23. Calista

31.6K 1.8K 32
                                    

23. Calista

"Ai! Aina!"

Aku tersentak. Arga menggeleng. "Kamu kenapa? Ada yang kamu pikirin?"

"Nggak. Nggak ada,"

"Cewek itu kalau bilang nggak ada apa- apa berarti ada apa- apa,"

Bahuku mengendik. Acuh. Kulayangkan pandangan pada balik kaca café. Pemandangan jalanan tampak padat, tapi tidak macet. Ramai. Maklum malam minggu, waktunya bagi pasangan menghabiskan malam bersama. Pasca futsal, Arga memang membelokkan mobil kemari. Café favoritnya jika berkumpul bersama sahabat- sahabatnya, menurutnya.

Tiba- tiba perasaanku merasa terusik. Dari ekor mataku, aku bisa merasakan Arga masih intens menatapku, membuatku merasa risih seketika.

"Kenapa?" tanyaku sedikit ketus.

"Ya ampun, Bu! Sensi amat? Nggak dapat jatah dari suaminya ya,"

Aku melotot seketika. Wajahku memerah. Arga sialan!

"Ya ampun, Bu. Bilang aja kalau kurang pu...!"

"ARGA!"

Arga terbahak. Aku semakin gusar dibuatnya. "Nggak lucu tahu nggak!" cetusku galak.

Tawa Arga berhenti seketika. "Ok, ok!" tetapi aku masih melihat sudut bibirnya berkedut, refleks aku mendelik dan tawa Arga benar- benar terhenti.

"Cewek- cewek tadi nyebelin ya? Apa yang mereka bilang ke kamu sampe uring- uringan begini? Tadi kamu berangkat baik- baik aja,"

Aku menelan ludah susah payah. Haruskah aku menanyakan tentang Calista. Nama yang sejak tadi menjadi beban pikiranku. Entah mengapa ada perasaan tak rela saat wanita- wanita "gaya" tadi tadi mengatakan bahwa Arga dan Calista adalah pasangan serasi.

Sesak.

"Nggak. Aku nggak papa." Mungkin belum saatnya. Tidak sekarang!

"Yakin?" Kuanggukkan kepala mengiyakan.
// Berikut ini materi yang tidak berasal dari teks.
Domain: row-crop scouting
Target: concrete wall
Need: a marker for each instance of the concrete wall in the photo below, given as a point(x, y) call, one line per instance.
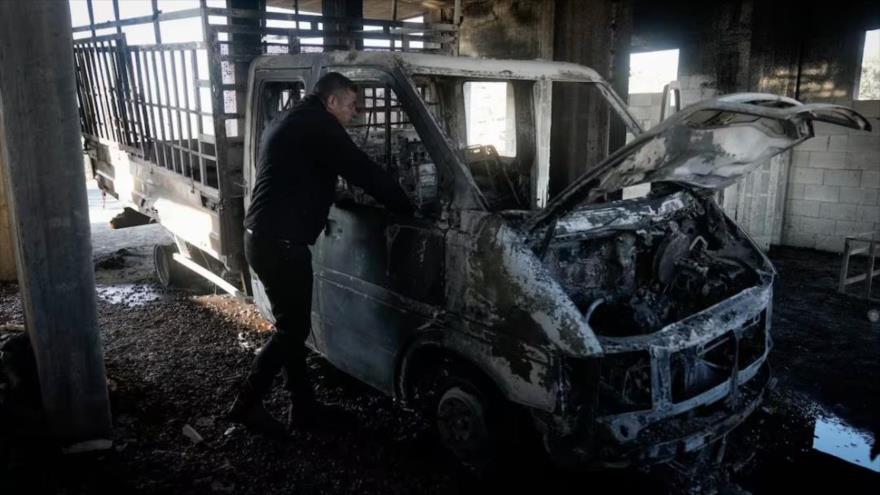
point(834, 184)
point(507, 29)
point(7, 255)
point(830, 187)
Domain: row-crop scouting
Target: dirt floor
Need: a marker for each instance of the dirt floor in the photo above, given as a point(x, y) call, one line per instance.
point(174, 359)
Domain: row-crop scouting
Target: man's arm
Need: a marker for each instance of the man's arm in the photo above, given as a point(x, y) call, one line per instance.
point(356, 167)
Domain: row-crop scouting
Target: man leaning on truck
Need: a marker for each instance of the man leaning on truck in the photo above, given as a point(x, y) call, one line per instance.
point(301, 156)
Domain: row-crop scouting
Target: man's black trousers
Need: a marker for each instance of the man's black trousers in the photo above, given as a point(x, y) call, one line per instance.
point(285, 269)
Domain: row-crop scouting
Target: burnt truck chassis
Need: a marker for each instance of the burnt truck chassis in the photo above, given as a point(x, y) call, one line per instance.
point(644, 399)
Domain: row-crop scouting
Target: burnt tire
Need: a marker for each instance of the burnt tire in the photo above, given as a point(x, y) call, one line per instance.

Hubungan kami baru saja membaik. Tidak elok rasanya menyebut nama lain. Seperti orang ketiga, meski ya aku belum tahu siapa sebenarnya gadis itu. Tapi nanti tidak sekarang, bisikku dalam hati.

"Kamu nggak lagi bohong kan?"

Kali ini aku mengangguk cepat, menghilangkan jejak cemas di wajah Arga. "Nggak!"
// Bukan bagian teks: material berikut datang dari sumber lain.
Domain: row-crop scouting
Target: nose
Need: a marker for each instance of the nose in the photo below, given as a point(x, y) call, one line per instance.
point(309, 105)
Arga menatapku ragu namun akhirnya ia menyerah. "Ya udah kalau gitu. Habiskan makananmu selanjutnya kita pergi,"

"Pergi? Kok kedengarannya kamu nggak akan bawa aku pulang?"

Arga menyeringai miring. "Duh Nyonya, ikut saja ya dan jangan berisik!"

Bibirku mengerucut kesal. "Iya iya,"

"Heh, itu bibir ya minta dicium tah?"

Mataku melebar. Sialan setan mesum muncul pula!

***

Aku mengernyit, kami benar- benar tidak pulang ke rumah. Entah kemana Arga akan membawaku, aku memilih diam. Namun aku tergelitik untuk bertanya saat kusadari laju kendaraan melewati rumahnya. Mungkin ia bermalam di rumah Mama, mengingat sejak kepindahan kami tak pernah melakukannya.

"Mau ke rumah mama?" Dahiku berkerut, aku menoleh menatap Arga yang terlihat fokus dibalik kemudi.

"Nggak," jawabnya tanpa mengalihkan pandangan.

"Terus?"

"Nanti juga tahu." katanya misteri.

Rasa penasaranku semakin besar, tetapi aku memilih bungkam. Toh, aku pergi dengan suamiku. Kalau ada apa- apa jelas dia yang akan bertanggungjawab.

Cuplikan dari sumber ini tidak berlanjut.